Abstract

Recent advances in remote sensing technology have provided (very) high spatial resolution Earth Observation data with abundant latent semantic information. Conventional data processing algorithms are not capable of extracting the latent semantic information form these data and harness their full potential. As a result, semantic information discovery methods, based on data mining techniques, such as latent Dirichlet allocation and bag of visual words models, can discover the latent information. Despite their crucial rule, there are only a few studies in the field of semantic data mining for remote sensing applications. This article is focused on this shortage. Three different scenarios are used to evaluate the semantic information discovery in various remote sensing applications, including both optical and synthetic aperture radar (SAR) data with different spatial resolutions. In the first scenario, semantic discovery method correlated the semantic perception of the user and machine to correct and enhance the user defined Ground Truth map in very high-resolution RGB data.

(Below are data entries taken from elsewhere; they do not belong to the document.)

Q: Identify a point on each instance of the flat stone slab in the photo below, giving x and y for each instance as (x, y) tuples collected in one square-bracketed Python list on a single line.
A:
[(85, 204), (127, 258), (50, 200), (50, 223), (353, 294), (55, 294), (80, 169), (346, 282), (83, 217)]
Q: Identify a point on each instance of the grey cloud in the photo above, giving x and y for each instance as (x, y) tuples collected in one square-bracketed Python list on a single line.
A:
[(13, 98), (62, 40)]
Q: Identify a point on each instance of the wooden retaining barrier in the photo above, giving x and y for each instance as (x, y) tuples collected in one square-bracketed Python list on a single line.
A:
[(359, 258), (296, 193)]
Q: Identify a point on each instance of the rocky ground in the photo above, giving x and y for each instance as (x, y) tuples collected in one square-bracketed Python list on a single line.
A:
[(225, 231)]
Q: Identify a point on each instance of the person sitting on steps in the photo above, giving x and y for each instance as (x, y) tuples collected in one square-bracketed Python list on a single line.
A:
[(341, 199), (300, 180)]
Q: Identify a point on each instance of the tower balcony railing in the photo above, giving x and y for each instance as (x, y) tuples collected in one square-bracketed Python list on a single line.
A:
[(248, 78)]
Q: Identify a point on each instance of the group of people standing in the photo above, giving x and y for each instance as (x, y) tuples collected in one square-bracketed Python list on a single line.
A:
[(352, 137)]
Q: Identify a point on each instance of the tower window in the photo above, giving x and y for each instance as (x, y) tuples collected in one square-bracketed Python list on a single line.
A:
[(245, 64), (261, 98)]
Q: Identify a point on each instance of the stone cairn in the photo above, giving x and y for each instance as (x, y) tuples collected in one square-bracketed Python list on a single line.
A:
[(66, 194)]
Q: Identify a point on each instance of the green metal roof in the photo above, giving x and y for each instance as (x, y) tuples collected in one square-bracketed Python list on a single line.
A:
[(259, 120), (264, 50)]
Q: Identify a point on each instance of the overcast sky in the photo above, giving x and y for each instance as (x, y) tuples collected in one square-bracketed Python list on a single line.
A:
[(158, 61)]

The potential of the semantic discovery is evaluated for wildfire affected area detection in Sentinel-2 data in the second scenario. Finally, in the third scenario, the semantic discovery method is utilized to detect the misclassifications as well as the patches with ambiguous or multiple semantic labels in a Sentinel-1 SAR patch-based benchmark dataset to enhance the robustness and accuracy of the annotation in the dataset. Our results in these three scenarios demonstrated the capability of the data-mining-based semantic information discovery methods for various remote sensing.